Come in tutte le situazioni particolari e intense, ci sono già delle canzoni che ritornano, che mi piacciono, e le metto, e mi ritrovo a cercarle nel silenzio di casa, nella testa. Canto incerta col pensiero, la voce stenta. Le rimetto su. E finisce che queste canzoni e questi giorni si sposano.
Una è “Back to black” di Amy Winehouse. L’altra è “Always everywhere” di K’s Choice. Con la prima, pochi giorni fa, ci siamo messi a ballare: io e il mio bambino vicino e lontano. Una mano teneva la pancia accarezzandolo. L’altra stava alzata, si muoveva nell’aria, mentre cullavo il bacino, dondolavo piano, e in quei momenti diventavi “tu” perché avevo stabilito spontaneamente un contatto così vivo da riconoscerti. Mi chiedo se mi hai sentito come io ti sentivo, più spiritualmente, amorevolmente, infinitamente, che col corpo fisico.
Stamattina, invece, ho messo su l’altra canzone, ma è come fosse lei che ha cercato me.

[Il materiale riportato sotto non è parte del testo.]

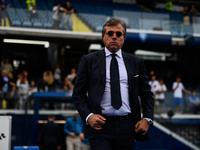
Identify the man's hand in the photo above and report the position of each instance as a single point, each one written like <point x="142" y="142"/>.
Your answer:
<point x="72" y="134"/>
<point x="142" y="126"/>
<point x="96" y="121"/>
<point x="81" y="136"/>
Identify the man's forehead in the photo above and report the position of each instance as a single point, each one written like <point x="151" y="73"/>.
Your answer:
<point x="118" y="26"/>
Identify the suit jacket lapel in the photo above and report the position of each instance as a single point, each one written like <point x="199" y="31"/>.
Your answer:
<point x="101" y="62"/>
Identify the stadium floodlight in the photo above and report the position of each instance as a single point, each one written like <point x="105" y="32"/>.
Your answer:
<point x="151" y="55"/>
<point x="33" y="42"/>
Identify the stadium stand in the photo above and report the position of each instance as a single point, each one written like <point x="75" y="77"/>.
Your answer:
<point x="94" y="13"/>
<point x="89" y="17"/>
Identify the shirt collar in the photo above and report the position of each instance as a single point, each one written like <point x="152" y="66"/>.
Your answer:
<point x="108" y="53"/>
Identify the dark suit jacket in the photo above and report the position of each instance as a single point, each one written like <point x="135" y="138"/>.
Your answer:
<point x="91" y="78"/>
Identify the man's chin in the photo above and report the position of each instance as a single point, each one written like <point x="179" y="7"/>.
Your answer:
<point x="113" y="49"/>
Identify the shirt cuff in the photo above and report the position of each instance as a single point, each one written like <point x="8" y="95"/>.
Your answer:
<point x="87" y="118"/>
<point x="148" y="119"/>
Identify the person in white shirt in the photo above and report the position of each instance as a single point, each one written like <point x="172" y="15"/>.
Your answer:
<point x="160" y="97"/>
<point x="57" y="11"/>
<point x="154" y="84"/>
<point x="178" y="95"/>
<point x="57" y="73"/>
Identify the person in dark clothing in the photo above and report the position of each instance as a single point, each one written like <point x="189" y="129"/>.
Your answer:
<point x="68" y="9"/>
<point x="49" y="138"/>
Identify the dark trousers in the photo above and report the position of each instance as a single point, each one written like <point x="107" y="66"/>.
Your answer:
<point x="116" y="134"/>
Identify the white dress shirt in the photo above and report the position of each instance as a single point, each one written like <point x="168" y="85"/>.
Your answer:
<point x="106" y="106"/>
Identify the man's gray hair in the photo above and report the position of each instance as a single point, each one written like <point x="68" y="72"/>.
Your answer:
<point x="112" y="22"/>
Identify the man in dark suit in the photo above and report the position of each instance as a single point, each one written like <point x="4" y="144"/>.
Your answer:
<point x="106" y="93"/>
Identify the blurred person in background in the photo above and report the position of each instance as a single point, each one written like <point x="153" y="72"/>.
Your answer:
<point x="23" y="88"/>
<point x="50" y="135"/>
<point x="64" y="70"/>
<point x="195" y="102"/>
<point x="57" y="73"/>
<point x="57" y="15"/>
<point x="72" y="76"/>
<point x="194" y="12"/>
<point x="68" y="9"/>
<point x="70" y="129"/>
<point x="67" y="85"/>
<point x="3" y="11"/>
<point x="31" y="91"/>
<point x="160" y="97"/>
<point x="51" y="85"/>
<point x="30" y="4"/>
<point x="11" y="97"/>
<point x="186" y="18"/>
<point x="34" y="13"/>
<point x="7" y="66"/>
<point x="4" y="86"/>
<point x="41" y="82"/>
<point x="169" y="5"/>
<point x="178" y="94"/>
<point x="154" y="84"/>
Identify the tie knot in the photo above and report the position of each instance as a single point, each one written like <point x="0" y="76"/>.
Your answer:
<point x="113" y="55"/>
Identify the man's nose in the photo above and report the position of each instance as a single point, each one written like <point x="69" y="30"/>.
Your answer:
<point x="114" y="35"/>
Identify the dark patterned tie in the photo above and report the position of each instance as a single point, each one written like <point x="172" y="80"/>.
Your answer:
<point x="116" y="101"/>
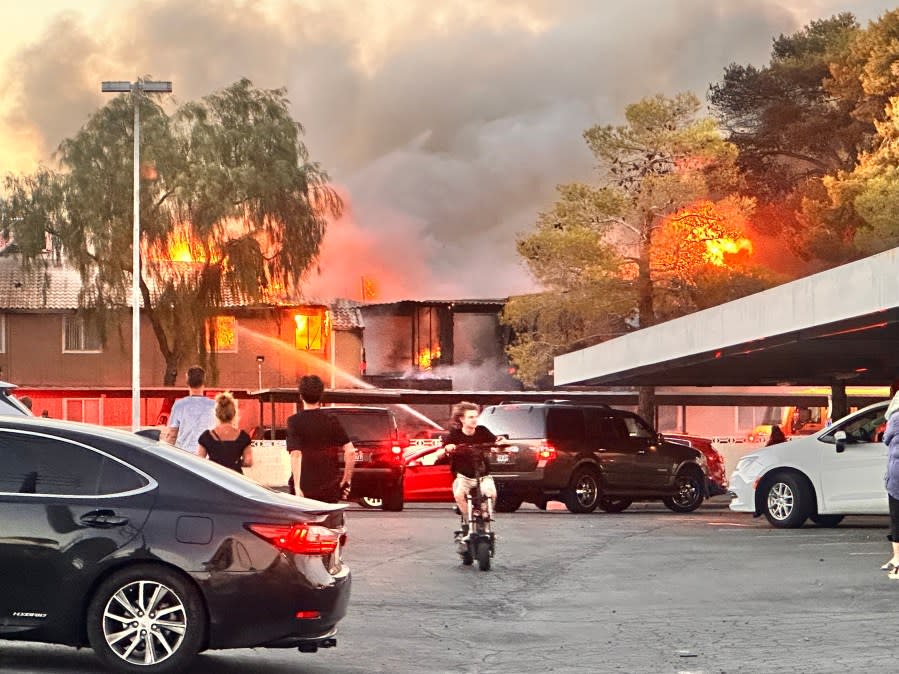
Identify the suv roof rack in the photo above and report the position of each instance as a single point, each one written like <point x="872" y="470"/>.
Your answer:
<point x="553" y="401"/>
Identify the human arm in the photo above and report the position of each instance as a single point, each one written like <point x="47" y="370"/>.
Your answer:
<point x="349" y="462"/>
<point x="246" y="457"/>
<point x="891" y="429"/>
<point x="296" y="466"/>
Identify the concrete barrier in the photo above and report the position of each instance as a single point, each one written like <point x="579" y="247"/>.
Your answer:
<point x="271" y="463"/>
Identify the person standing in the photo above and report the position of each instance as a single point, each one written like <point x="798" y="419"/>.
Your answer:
<point x="191" y="415"/>
<point x="891" y="440"/>
<point x="226" y="444"/>
<point x="314" y="438"/>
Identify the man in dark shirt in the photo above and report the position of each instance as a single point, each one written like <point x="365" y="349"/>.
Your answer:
<point x="464" y="444"/>
<point x="313" y="439"/>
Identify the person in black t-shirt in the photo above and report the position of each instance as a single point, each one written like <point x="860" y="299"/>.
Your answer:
<point x="468" y="460"/>
<point x="226" y="444"/>
<point x="313" y="439"/>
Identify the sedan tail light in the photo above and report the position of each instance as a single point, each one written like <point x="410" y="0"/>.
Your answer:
<point x="545" y="454"/>
<point x="301" y="539"/>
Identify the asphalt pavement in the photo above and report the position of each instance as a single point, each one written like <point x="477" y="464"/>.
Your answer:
<point x="646" y="590"/>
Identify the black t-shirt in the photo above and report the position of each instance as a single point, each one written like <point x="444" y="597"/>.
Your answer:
<point x="319" y="436"/>
<point x="466" y="458"/>
<point x="228" y="453"/>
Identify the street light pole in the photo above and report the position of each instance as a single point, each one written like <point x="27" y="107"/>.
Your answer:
<point x="136" y="89"/>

Andrà sul cd che ho intenzione di prepararti per cullarti, in pancia e dopo, quando sarai nato: sto già pensando ai pezzi, e questa è dolcissima e parla della mamma. Perciò è perfetta.
Ma oggi ho fatto una cosa speciale per starti vicino e per star vicina a me: testo alla mano, avanti e indietro, pause e play, mi sono messa a studiare la canzone e a cantarla. La voce era incerta perché non la sa ancora bene, ma nelle righe che ho già imparato meglio mi lasciavo cantare con voce piena. Questo è il mio regalo per noi due, oggi.
Presto comincerai a sentire davvero la mia voce: per questo inizio a preparare, per te, le canzoni più belle.
Sta tornando il sole, dopo giorni e giorni di grigio. So che è di buon auspicio.
Domani sarà un giorno di festa.
Io piango ancora, ancora adesso, quando ascolto queste canzoni.
Patrick ha cinque anni, sta bene. Ma la gioia non arrivò subito, quel dodici marzo: ci volle il crollo, prima, i nervi che dovevano poter cedere. Poi la verità buona salì a galla, mi venne a prendere come una scialuppa di salvataggio. E il mondo si spalancò di nuovo.